Educating Boys on Healthy Manhood
Clutching swords, the two boys anxiously whisper to each other in guarded tones; the pursuing army is nearby, and these young auxiliaries dare not reveal their hiding place. After some quick planning and mutual reassurance, the boys decide to make a run for it, and burst out of their hidden bunker into a headlong sprint across the countryside. The bright sun splashes across their faces, now stretched by enormous grins as the boys revel in the joy of their escape and their freedom.
These boys are not child soldiers, but two 13 year-olds indulging in fantasy play during the last, sweet days of their summer vacation. So goes the opening scene of Close, a Belgian film nominated for the Oscar as this year’s best foreign language film. Directed by Lukas Dhont, Close tells the story of Léo and Rémi, best friends who see their direct, trusting, emotionally-devoted connection increasingly challenged, stigmatized, and threatened by their peers as they make their way through the early days of middle school. The film was significantly inspired by the work of NYU professor (and frequent Browning collaborator) Niobe Way, whose book Deep Secrets investigates the fragility and regrettable dissolution of once-intimate friendships among adolescent and teenage boys. This connection piqued my curiosity, of course, as did the central narrative of the film itself, because I wasn’t sure if I’d ever seen a picture so intent on spotlighting a certain kind of friendship between boys.
A number of my favorite movies—Stand By Me, Boyz in the Hood, Dazed and Confused—offer depictions of deep, important connections between boys at various stages of coming of age, and I think they’re entertaining, instructive, and smart. But whereas these films tend to explore youthful exuberance, lost innocence, relational hierarchies, and social alienation by focusing more prominently on group dynamics and activities, Close seems unique in its insistence on framing extended one-on-one interactions between adolescent boys that are open, vulnerable, and—in the truest emotional sense of the word—loving. It also takes an unblinking look at what can happen when those kinds of relationships are subject to a societal gaze that doesn’t know what to make of an intimate, non-sexual friendship between boys.
I found Close powerful, and I found it heartrending. It is a film full of difficult moments, and perhaps no scene saddened me more than when Rémi attempts to reprise the boys’ fantasy play of swordsmen on the run from marauding soldiers, only to see Léo quietly but clearly demur. Driven by palpable social messages about how his gender should mature, Léo is shrinking from their previous connection and trying to express “boyhood” in what he sees as a more normative fashion. The confusion and emerging hurt on Rémi’s face suggest that he knows something is being lost, but cannot understand why.
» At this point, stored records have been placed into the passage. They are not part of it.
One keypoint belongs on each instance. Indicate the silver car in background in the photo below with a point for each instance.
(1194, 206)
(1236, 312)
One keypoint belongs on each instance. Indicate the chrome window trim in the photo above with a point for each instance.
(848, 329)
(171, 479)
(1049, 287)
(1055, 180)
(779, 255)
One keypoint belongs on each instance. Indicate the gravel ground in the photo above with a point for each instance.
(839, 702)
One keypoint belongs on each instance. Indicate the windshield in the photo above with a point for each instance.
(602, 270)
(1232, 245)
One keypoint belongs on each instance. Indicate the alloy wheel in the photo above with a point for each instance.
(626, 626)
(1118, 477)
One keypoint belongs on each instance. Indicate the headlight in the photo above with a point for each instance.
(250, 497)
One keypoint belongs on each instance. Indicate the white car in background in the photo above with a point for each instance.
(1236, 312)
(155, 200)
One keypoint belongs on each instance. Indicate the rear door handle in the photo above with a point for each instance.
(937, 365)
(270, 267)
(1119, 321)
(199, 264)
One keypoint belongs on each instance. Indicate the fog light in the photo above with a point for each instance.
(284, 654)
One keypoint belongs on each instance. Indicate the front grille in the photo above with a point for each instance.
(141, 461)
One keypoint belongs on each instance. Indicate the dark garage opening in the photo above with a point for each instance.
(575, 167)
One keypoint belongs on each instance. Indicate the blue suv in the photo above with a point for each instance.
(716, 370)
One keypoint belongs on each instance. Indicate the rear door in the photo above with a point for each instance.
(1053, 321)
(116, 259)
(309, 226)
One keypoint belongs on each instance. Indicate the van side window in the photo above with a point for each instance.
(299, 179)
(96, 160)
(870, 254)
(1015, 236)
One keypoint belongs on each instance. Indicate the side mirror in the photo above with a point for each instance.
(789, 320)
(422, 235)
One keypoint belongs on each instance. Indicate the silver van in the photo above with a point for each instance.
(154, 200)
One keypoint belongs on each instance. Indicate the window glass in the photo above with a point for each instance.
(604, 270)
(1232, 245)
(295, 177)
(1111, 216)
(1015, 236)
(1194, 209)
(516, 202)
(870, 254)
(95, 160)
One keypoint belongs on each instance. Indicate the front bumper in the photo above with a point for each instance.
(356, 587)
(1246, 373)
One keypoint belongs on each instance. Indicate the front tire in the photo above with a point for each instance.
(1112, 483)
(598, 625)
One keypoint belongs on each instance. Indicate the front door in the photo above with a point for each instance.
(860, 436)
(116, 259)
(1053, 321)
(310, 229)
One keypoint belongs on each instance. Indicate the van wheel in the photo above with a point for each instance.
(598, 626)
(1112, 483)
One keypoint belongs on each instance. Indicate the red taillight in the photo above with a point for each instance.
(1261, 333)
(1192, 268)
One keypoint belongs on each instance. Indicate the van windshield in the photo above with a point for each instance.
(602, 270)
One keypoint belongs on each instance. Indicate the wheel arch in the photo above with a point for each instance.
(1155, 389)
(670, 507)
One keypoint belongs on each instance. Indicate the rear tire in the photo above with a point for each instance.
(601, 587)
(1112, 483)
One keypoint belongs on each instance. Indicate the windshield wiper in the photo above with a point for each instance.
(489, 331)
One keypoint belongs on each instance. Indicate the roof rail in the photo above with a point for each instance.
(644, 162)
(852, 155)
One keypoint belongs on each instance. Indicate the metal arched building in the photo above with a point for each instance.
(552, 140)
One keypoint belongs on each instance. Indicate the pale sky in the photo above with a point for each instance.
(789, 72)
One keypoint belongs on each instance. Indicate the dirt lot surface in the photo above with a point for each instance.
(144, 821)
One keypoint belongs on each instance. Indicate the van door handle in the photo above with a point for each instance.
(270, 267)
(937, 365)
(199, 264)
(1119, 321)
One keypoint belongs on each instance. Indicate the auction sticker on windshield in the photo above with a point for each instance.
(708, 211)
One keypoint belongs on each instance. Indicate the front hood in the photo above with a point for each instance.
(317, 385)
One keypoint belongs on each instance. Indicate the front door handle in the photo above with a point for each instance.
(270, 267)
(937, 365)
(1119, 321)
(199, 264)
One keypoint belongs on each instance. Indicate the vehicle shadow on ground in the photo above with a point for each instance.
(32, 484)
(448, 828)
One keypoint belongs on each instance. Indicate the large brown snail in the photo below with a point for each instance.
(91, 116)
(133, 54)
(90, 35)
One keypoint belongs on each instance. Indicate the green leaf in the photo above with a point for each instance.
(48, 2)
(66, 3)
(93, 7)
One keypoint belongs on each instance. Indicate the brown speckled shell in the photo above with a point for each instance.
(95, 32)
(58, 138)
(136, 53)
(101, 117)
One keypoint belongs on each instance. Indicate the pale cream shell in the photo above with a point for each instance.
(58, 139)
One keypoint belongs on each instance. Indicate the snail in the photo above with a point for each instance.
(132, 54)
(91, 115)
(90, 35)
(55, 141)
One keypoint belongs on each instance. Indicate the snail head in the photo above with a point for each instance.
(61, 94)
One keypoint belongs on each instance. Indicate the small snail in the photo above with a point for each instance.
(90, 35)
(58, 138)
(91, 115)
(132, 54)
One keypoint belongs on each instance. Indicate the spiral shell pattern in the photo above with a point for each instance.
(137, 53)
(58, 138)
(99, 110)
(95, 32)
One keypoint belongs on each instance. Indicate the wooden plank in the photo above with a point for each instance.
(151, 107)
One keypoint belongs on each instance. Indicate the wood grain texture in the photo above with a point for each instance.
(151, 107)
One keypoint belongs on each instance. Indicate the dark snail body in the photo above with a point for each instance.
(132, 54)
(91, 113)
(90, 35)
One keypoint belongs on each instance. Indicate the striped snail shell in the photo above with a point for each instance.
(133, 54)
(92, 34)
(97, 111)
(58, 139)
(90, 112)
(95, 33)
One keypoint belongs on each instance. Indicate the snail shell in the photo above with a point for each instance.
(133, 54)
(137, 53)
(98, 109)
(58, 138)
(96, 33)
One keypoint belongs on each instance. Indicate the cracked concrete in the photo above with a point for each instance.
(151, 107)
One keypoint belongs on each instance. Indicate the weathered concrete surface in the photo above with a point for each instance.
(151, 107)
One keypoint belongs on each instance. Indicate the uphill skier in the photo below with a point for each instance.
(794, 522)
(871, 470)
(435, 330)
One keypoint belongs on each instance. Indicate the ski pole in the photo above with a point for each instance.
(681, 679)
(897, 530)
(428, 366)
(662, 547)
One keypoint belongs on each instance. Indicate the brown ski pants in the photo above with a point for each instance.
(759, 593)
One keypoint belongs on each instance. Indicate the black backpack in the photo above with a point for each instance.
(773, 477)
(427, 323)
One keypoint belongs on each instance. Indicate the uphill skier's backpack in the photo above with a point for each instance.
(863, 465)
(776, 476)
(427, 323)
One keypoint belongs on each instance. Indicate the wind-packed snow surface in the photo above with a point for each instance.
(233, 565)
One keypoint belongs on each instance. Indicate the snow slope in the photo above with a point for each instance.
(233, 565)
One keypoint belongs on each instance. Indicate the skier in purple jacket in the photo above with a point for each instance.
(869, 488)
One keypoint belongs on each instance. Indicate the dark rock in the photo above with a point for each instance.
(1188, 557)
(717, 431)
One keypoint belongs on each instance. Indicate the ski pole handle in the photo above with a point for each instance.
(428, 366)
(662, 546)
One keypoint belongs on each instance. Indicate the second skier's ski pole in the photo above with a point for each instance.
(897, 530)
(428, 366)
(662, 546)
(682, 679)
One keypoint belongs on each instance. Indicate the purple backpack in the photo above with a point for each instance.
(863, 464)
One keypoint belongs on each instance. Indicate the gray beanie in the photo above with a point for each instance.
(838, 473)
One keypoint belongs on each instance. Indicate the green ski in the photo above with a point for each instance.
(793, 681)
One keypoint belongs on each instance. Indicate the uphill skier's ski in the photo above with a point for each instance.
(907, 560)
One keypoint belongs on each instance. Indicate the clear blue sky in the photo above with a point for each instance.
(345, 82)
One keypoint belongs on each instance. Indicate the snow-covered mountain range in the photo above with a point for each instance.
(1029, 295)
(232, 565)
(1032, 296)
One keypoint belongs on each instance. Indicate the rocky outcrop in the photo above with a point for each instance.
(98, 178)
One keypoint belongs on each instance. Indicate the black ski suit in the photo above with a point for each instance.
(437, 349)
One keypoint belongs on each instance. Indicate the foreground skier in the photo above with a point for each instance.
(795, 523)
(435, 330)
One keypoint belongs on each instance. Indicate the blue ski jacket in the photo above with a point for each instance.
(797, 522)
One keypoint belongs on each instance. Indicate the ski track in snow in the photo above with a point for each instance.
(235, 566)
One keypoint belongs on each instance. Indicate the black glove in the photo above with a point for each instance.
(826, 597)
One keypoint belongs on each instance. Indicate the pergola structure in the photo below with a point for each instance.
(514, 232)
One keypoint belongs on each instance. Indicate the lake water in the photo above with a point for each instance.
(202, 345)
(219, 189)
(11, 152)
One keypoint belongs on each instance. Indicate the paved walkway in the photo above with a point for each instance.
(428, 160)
While there are scenes in the film which may pack more of an immediate emotional wallop, this scene stayed with me, because it seems like something so many of our boys will eventually have to confront—a moment when things no longer make sense, when the old social and relational rules don’t seem to apply.
I don’t know that our school can stop such hurts from coming, but I do believe that we are called upon to try, which is why our social-emotional learning and advising programs emphasize the importance of deep listening, interpersonal compassion, and emotional honesty and courage as part of healthy life, both personally and in community. The model of friendship that our world offers to boys in childhood redounds well into their adulthood—and, research is presently indicating, often not for the better. A recent study demonstrated that women are twice as likely to receive emotional support from a friend as are men, and that men are half as likely as women to tell a friend that they love them. And while a CDC report has shown that today’s girls are enduring shocking and unsettling levels of sadness themselves, the Survey Center on American Life reminds that number of people across gender who report having no close friends has quadrupled over the past thirty years, and notes that young men are 12% more likely than young women to seek out help from a parent rather than a friend. Too many men are lonely, frustrated, and dissociated, and this condition is unhelpful to them, to their significant others, and to the worlds they inhabit.
The point, as ever, is not that Browning wants to promote a singular type of friendship, or one narrow definition of masculinity, for its boys. Healthy boyhood and manhood is capacious enough to accommodate any number of interlocking and mutually reinforcing virtues and expressions—physical prowess and emotional vulnerability, resilience and compassion, a sense of independence and an appreciation for connection, a belief in bravery and an understanding of restraint. To draw upon our most fundamental insight: There’s more than one way to be a man. That recognition confers upon us a responsibility—an opportunity—to give boys practice not only in “shoulder-to-shoulder” connections in sports and music and other group activities, but also to other ways of being that are too often defamed as being unacceptable for boys of a certain age. We can work to normalize the notion that emotional attachment, honesty, and openness in one-on-one encounters are not outside of rewarding friendships between adolescent and teenage boys, but rather essential to those same friendships. This, to me, is the helpful, moving reminder that a film like Close offers.